Palestrante: Alice Américo – Coordenadora do Núcleo de Monumentos e Obras Artísticas do DPH (Departamento de Patrimônio Histórico)
Costuma-se dizer que contra fatos não há argumentos. De fato, este adágio serve para muitas situações cotidianas, mas pode ser relativizado quando se trata de fatos históricos. Não porque os fatos em si mudem, mas, geralmente, deles temos fragmentos que precisamos remontar para criar uma narrativa; ou, muitas vezes, os registros que temos são das personagens que viveram o fato e, por isso, não são contados de forma neutra. Outra possibilidade é o fato ter sido registrado muito tempo depois de sua ocorrência, vindo de tradições orais que, provavelmente, acabaram sofrendo alteração com o passar do tempo.
Além dessas, há outra situação que deve ser considerada: as sociedades são dinâmicas e, conforme mudam as estruturas sociais, altera-se também a forma de compreender as coisas. Há o que caia em desuso, há objetos anteriormente inimagináveis que são criados, há hábitos tidos como corretos e que acabam se tornando indesejáveis ou até grotescos. Isto não altera, portanto, somente o presente, mas a leitura que se faz do passado. Deste modo, a História é dinâmica, sempre suscitando descobertas e reinterpretações conforme se avança nos estudos e observações dela.

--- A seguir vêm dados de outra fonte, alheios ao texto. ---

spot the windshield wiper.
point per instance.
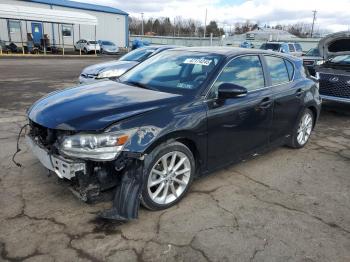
(138, 84)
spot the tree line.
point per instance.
(178, 26)
(188, 27)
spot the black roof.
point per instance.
(231, 51)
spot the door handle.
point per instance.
(299, 92)
(265, 103)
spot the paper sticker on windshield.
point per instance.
(197, 61)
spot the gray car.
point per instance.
(117, 68)
(311, 59)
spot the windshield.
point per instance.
(138, 55)
(313, 52)
(173, 71)
(341, 60)
(269, 46)
(107, 43)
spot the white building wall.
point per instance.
(110, 27)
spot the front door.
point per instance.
(239, 126)
(37, 32)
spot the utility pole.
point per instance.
(205, 22)
(313, 22)
(142, 32)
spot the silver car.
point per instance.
(117, 68)
(108, 47)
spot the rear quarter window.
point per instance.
(278, 69)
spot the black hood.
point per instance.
(96, 106)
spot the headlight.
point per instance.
(99, 147)
(109, 73)
(317, 75)
(319, 62)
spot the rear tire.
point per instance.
(169, 174)
(302, 130)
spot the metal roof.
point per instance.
(46, 15)
(80, 5)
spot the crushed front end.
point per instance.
(91, 163)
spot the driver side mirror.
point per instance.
(228, 90)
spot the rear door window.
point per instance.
(245, 71)
(278, 70)
(298, 47)
(290, 69)
(291, 48)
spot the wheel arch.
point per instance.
(184, 137)
(314, 112)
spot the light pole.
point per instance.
(313, 22)
(205, 22)
(142, 24)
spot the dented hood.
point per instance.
(96, 106)
(121, 66)
(334, 45)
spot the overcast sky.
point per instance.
(332, 15)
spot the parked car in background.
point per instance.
(87, 46)
(116, 68)
(334, 73)
(108, 47)
(311, 59)
(246, 44)
(179, 114)
(283, 47)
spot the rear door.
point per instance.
(37, 32)
(286, 94)
(238, 126)
(291, 49)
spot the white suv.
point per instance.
(283, 47)
(87, 46)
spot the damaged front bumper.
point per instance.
(89, 179)
(63, 167)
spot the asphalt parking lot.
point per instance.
(285, 205)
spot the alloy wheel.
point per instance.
(169, 177)
(305, 128)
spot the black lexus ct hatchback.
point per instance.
(180, 114)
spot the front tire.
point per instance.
(169, 174)
(302, 130)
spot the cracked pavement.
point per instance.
(285, 205)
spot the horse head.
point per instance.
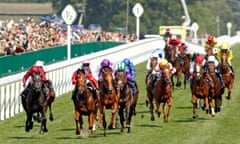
(81, 81)
(121, 79)
(37, 81)
(224, 66)
(107, 80)
(154, 62)
(166, 74)
(198, 71)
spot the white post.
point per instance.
(69, 42)
(138, 27)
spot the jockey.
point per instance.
(164, 63)
(213, 59)
(211, 42)
(104, 64)
(226, 49)
(92, 82)
(198, 59)
(131, 79)
(37, 67)
(173, 43)
(159, 55)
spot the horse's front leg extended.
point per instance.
(77, 116)
(194, 102)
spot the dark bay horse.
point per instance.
(227, 76)
(199, 89)
(125, 99)
(108, 98)
(215, 90)
(162, 93)
(149, 77)
(36, 102)
(182, 65)
(84, 103)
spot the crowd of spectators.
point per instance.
(28, 35)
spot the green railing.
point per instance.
(21, 62)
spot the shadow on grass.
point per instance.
(191, 120)
(183, 107)
(149, 125)
(21, 137)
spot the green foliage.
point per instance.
(181, 128)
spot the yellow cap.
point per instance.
(224, 46)
(164, 62)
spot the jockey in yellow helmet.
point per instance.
(226, 49)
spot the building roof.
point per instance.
(26, 8)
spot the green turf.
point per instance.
(181, 128)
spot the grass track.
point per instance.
(181, 128)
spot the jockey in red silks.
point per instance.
(38, 67)
(172, 44)
(92, 82)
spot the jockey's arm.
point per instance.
(230, 56)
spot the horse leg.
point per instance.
(158, 110)
(114, 111)
(151, 109)
(43, 127)
(104, 124)
(77, 116)
(194, 102)
(120, 112)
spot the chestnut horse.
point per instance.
(227, 76)
(125, 99)
(199, 89)
(84, 103)
(215, 90)
(162, 93)
(149, 77)
(108, 98)
(36, 102)
(182, 65)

Deste modo, os significados e valores dos fatos são alterados e, com eles, altera-se também a visão que se tem das pessoas que os ocasionaram ou viveram. Se, no passado, algo tido como invejável fazia alguém ser importante, a decadência ou até a proscrição deste hábito faz com que a estima desta pessoa decresça na sociedade atual ou, até mesmo, torne-se inconveniente, uma memória difícil. O exemplo mais clássico é o do nazismo. Entre as décadas de 1930 e 1940, na Alemanha, teve enorme apoio popular, mas os ideais hitlerianos de eugenia hoje são considerados genocídio e crime contra a humanidade.

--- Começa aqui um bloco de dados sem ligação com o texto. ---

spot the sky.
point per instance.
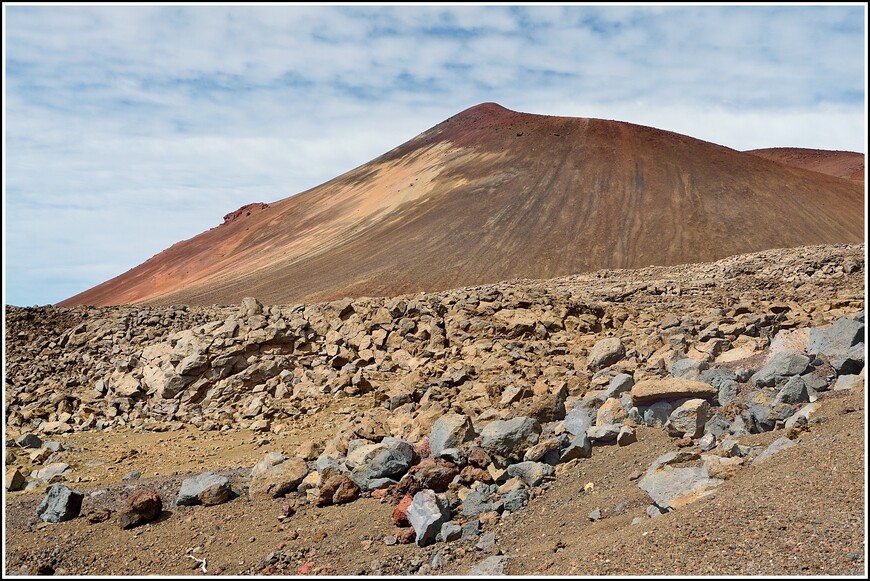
(130, 128)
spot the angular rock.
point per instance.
(605, 353)
(626, 436)
(657, 414)
(794, 391)
(851, 363)
(143, 506)
(207, 488)
(450, 531)
(605, 433)
(450, 431)
(688, 368)
(532, 473)
(509, 439)
(279, 479)
(15, 480)
(515, 500)
(652, 390)
(671, 487)
(477, 502)
(580, 447)
(688, 419)
(780, 367)
(837, 338)
(427, 513)
(777, 446)
(337, 489)
(489, 567)
(400, 513)
(60, 504)
(29, 441)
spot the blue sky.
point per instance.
(128, 129)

Nessa esteira entram também os monumentos erigidos para as personalidades históricas. Justificáveis, em uma certa época, passam a ser uma lembrança incômoda em outra, quando os motivos para seu destaque deixam de ter valor para a sociedade atual ou afrontam os princípios que se busca erigir e seguir no presente. Diante disto, há três possibilidades: destruir o monumento, retirá-lo de seu lugar de destaque e levar para outro (um museu, por exemplo) ou deixar no lugar fazendo alguma intervenção que enseje o pensamento crítico sobre ele (como uma placa explicativa ou outro monumento que o ladeie).
Será que retirar um monumento é uma tentativa de apagamento histórico ou será uma tentativa de limpar o terreno para que novas ideias surjam? Será uma tentativa de esquecer o que nos formou ou abertura para uma formação mais alinhada com as releituras do presente? Será injusto com o passado ou justo com os que sofreram na mão daqueles que estão em destaque?

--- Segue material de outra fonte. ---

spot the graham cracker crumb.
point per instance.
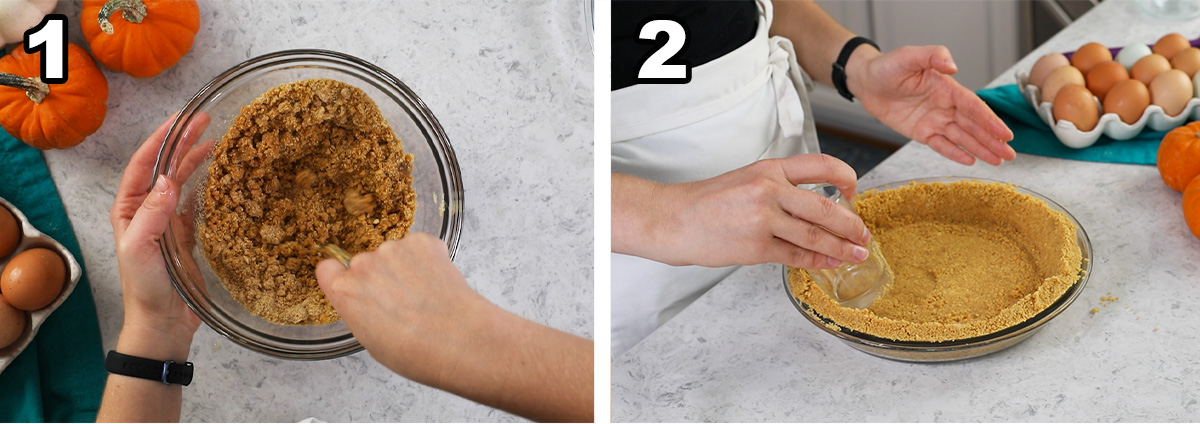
(970, 258)
(280, 186)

São muitas as perguntas. Para tentar ajudar na formulação de respostas, nesta edição do Diálogos no Museu, trazemos Alice Américo, Coordenadora do Núcleo de Monumentos e Obras Artísticas do Departamento do Patrimônio Histórico de São Paulo, para falar da questão dos monumentos, trazendo uma visão institucional sobre eles, posto que o Estado tenha sua salvaguarda.